I have a dataframe (df1) that has ~100 columns that starts with "i10_pr". For each row, I would like to see how many times values in the columns that start with "i10_pr" matches the values in another list (df2).
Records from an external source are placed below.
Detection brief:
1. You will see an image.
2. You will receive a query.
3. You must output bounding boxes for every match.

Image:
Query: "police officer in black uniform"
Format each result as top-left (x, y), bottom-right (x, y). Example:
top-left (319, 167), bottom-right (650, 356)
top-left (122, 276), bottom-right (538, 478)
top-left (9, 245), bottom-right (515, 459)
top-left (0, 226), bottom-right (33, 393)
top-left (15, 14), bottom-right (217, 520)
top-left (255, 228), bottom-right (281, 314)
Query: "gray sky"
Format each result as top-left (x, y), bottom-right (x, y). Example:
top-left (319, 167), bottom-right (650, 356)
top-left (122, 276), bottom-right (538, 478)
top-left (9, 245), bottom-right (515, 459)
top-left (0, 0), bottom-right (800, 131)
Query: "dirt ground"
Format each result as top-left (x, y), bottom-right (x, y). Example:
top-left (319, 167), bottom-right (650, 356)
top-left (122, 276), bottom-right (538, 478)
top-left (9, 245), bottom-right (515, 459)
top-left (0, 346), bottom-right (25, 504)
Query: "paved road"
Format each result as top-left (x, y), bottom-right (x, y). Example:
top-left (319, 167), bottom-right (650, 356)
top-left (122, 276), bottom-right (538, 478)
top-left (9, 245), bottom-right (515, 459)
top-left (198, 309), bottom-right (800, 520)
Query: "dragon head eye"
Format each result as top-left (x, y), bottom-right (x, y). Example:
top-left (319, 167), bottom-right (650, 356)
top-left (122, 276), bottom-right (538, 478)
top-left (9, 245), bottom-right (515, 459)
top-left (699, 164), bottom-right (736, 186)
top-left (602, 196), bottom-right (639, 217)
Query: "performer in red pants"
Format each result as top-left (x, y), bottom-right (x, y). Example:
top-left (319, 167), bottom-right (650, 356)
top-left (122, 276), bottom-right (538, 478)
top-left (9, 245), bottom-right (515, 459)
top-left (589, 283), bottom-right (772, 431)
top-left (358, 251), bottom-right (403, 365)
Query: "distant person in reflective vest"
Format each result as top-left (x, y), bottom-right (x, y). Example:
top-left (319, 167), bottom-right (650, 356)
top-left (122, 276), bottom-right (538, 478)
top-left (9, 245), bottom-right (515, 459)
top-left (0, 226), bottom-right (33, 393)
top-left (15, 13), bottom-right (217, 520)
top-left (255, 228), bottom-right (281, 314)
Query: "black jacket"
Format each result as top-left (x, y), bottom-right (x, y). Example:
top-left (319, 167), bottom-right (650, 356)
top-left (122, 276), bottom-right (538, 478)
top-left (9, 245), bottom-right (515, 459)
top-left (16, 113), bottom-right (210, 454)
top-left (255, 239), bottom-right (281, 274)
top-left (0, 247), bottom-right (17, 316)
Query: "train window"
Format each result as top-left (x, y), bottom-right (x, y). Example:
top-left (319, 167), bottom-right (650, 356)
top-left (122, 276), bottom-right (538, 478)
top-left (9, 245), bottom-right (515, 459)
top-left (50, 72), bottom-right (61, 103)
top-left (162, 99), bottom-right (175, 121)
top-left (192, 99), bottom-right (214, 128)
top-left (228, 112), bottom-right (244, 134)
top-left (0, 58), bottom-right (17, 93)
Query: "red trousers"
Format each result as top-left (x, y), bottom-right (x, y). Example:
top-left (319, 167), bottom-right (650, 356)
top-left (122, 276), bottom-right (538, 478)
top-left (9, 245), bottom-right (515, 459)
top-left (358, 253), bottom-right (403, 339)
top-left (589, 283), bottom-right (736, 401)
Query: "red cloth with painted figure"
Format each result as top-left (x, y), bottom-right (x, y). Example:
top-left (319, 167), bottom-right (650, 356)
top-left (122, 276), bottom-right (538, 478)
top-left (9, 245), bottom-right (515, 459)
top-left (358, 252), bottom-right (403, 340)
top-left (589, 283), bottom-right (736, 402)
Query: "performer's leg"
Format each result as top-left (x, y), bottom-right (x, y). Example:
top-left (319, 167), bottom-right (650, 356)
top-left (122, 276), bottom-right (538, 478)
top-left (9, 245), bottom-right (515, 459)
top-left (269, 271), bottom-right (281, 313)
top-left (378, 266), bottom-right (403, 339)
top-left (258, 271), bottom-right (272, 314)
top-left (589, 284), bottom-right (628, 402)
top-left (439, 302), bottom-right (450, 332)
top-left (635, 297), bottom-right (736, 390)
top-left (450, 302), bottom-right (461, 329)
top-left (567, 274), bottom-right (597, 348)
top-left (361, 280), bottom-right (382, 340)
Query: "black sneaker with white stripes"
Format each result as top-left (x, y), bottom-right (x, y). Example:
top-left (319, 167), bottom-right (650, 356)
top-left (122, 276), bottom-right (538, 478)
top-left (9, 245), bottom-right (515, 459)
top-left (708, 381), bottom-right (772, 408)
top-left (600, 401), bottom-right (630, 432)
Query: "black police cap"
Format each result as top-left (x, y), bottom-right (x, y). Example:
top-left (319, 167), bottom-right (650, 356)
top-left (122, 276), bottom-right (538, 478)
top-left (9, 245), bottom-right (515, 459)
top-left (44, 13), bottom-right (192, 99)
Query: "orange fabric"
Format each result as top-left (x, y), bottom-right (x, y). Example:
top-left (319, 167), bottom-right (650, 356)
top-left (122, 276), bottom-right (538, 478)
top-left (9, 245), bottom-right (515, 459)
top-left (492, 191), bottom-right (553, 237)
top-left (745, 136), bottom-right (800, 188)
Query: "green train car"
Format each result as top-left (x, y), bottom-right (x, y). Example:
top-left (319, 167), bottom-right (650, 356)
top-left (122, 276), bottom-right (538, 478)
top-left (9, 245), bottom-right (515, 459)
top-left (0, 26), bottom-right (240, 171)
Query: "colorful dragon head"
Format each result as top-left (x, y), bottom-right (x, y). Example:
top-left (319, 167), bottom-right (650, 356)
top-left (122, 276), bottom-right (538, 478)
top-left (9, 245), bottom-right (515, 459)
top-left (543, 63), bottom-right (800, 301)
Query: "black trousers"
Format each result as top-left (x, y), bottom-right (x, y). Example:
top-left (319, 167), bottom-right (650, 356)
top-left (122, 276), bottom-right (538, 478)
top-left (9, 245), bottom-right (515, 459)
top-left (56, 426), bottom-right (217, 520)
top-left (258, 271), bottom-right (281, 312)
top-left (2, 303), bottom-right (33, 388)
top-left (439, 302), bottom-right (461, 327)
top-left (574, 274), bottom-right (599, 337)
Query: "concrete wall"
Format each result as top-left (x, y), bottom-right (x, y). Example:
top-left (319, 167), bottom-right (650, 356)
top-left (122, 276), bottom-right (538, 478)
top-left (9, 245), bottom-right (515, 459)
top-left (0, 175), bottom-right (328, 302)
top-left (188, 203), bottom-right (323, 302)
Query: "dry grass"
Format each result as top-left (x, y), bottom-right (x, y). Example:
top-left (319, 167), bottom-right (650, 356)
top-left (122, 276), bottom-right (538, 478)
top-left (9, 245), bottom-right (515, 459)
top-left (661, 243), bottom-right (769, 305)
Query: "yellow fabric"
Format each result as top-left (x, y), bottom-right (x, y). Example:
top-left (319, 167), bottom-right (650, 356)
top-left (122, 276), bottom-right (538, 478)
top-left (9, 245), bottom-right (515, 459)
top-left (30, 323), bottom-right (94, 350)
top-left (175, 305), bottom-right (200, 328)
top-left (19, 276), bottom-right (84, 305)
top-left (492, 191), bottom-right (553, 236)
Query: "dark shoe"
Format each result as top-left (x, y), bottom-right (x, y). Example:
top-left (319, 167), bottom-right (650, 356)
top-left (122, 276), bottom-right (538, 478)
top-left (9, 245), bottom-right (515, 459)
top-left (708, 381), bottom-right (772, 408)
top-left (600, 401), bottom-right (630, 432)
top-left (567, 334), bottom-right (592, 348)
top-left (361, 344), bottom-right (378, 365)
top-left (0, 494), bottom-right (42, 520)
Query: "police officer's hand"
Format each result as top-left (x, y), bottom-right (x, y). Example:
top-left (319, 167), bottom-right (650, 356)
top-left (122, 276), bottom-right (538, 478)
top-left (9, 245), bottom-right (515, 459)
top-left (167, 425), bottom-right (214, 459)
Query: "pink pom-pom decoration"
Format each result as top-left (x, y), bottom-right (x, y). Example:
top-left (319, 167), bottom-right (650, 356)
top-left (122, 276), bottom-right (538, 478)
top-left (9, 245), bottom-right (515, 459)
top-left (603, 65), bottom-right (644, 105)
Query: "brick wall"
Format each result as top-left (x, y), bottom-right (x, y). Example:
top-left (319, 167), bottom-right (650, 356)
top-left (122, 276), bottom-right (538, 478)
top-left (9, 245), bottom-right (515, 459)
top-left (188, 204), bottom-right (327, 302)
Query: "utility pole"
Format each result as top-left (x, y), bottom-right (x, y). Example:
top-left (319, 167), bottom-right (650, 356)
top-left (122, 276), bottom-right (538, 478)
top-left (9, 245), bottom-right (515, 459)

I'd like to create a column sum
to depict this frequency.
My desired output is something as follows:
#Desired output
visitlink visitorder i10_pr1 i10_pr2 i10_pr3 i10_pr4 i10_pr5 sum
1 7466851 3 "BW28ZZZ" "BR30Y0Z" "BR39Y0Z" "" "" 0
2 7023336 1 "0BDC8ZX" "0BDC8ZX" "07D78ZX" "" "" 0
3 2481935 3 "5A09357" "3C1ZX8Z" "06HN33Z" "B54CZZA" "0W993ZX" 1
4 4605446 1 "5A1955Z" "0BH17EZ" "03HY32Z" "02HV33Z" "GZ58ZZZ" 3
5 7287173 2 "" "" "" "" "" 0
#df2
CODE
1 GZ58ZZZ
2 3C1ZX8Z
3 0BH17EZ
4 HZ89ZZZ
5 02HV33Z
6 HZ99ZZZ
I have included a toy code below:
df1 <- structure(list(visitlink = c(7466851, 7023336, 2481935, 4605446,
7287173), visitorder = c(3L, 1L, 3L, 1L, 2L), i10_pr1 = c("BW28ZZZ",
"0BDC8ZX", "5A09357", "5A1955Z", ""), i10_pr2 = c("BR30Y0Z",
"0BDC8ZX", "3C1ZX8Z", "0BH17EZ", ""), i10_pr3 = c("BR39Y0Z",
"07D78ZX", "06HN33Z", "03HY32Z", ""), i10_pr4 = c("", "", "B54CZZA",
"02HV33Z", ""), i10_pr5 = c("", "", "0W993ZX", "GZ58ZZZ", "")), class = "data.frame", row.names = c(NA,
-5L), groups = structure(list(visitlink = c(2481935, 4605446,
7023336, 7287173, 7466851), .rows = structure(list(3L, 4L, 2L,
5L, 1L), ptype = integer(0), class = c("vctrs_list_of", "vctrs_vctr",
"list"))), class = c("tbl_df", "tbl", "data.frame"), row.names = c(NA,
-5L), .drop = TRUE))
df2 <- structure(list(CODE = structure(1:7, levels = c("GZ58ZZZ", "3C1ZX8Z",
"0BH17EZ", "HZ89ZZZ", "02HV33Z", "HZ99ZZZ", "XW03351"), class = "factor")), class = "data.frame", row.names = c(NA,
-7L))
CodePudding user response:
One option with dplyr
and stringr
could be:
df1 %>%
mutate(sum = rowSums(across(starts_with("i10_"),
~ str_detect(., paste(df2[["CODE"]], collapse = "|")))))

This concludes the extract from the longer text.